Minimale breedte van de weg:

  • Om twee voertuigen elkaar te laten passeren is een minimale ruimte nodig van 5,50 meter. Dit is de totaal beschikbare breedte, niet de asfaltbreedte. In gebieden waar aantoonbaar veel voertuigen komen met een voertuigontheffing is het wenselijk de beschikbare breedte aan te houden van 6,00 meter.

  • Conform Duurzaam Veilig kan landbouwverkeer gecombineerd te worden met fietsverkeer. Het samenvoegen van deze verkeersstromen leidt echter tot een groot massaverschil zodat de fysieke ruimte daarop moet worden afgestemd. In de ideale situatie dient het landbouwverkeer afgewikkeld te worden op wegen met aparte fietsvoorzieningen. Dit zal in veel gevallen niet mogelijk zijn. In dat geval dienen aanvullende eisen gesteld te worden aan de minimale rijbaanbreedte.

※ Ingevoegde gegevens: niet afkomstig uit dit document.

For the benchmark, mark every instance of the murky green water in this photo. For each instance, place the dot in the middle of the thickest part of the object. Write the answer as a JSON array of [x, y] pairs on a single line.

  • Voor de breedte worden de volgende maten aangehouden:

 

Eenrichting fiets

Twee richtingen fiets

Geen fiets

Parallelweg eenrichting lbv

4,50

5,50

3,50

Parallelweg tweerichting lbv

5,50

5,50

5,50

GOW (bubeko)

nvt

ETW 1

5,50 - 6,00

5,50 - 6,00

4,50

  • Bij parallelwegen met tweerichtingen landbouwverkeer en bij smalle ETW1, dient tussen de 500 en 750 meter een verharde passeermogelijkheid te worden gerealiseerd. Deze passeermogelijkheid heeft een minimale lengte van 18,75 meter exclusief in- en uitrijhoeken. Ter plaatse van de passeermogelijkheden bedraagt de totale profielbreedte (verharding) minimaal 6 meter (CROW, HWO).

Wegconstructie:

Landbouwverkeer mag wettelijk gezien een maximum gewicht hebben van 50 ton. De totale massa van motorrijtuigen met beperkte snelheid en mobiele machines, die ingericht zijn voor het uitvoeren van werkzaamheden, is nu 60 ton. De verharding van de route moet hierop voorzien zijn. Dit geldt ook voor eventuele passeershavens/ -stroken.

Passeerhavens:

Bij ‘overgangssituaties’ (bijv. voor een tijdelijke situatie) of bij ‘maatwerk’ kunnen passeerhavens toegepast worden.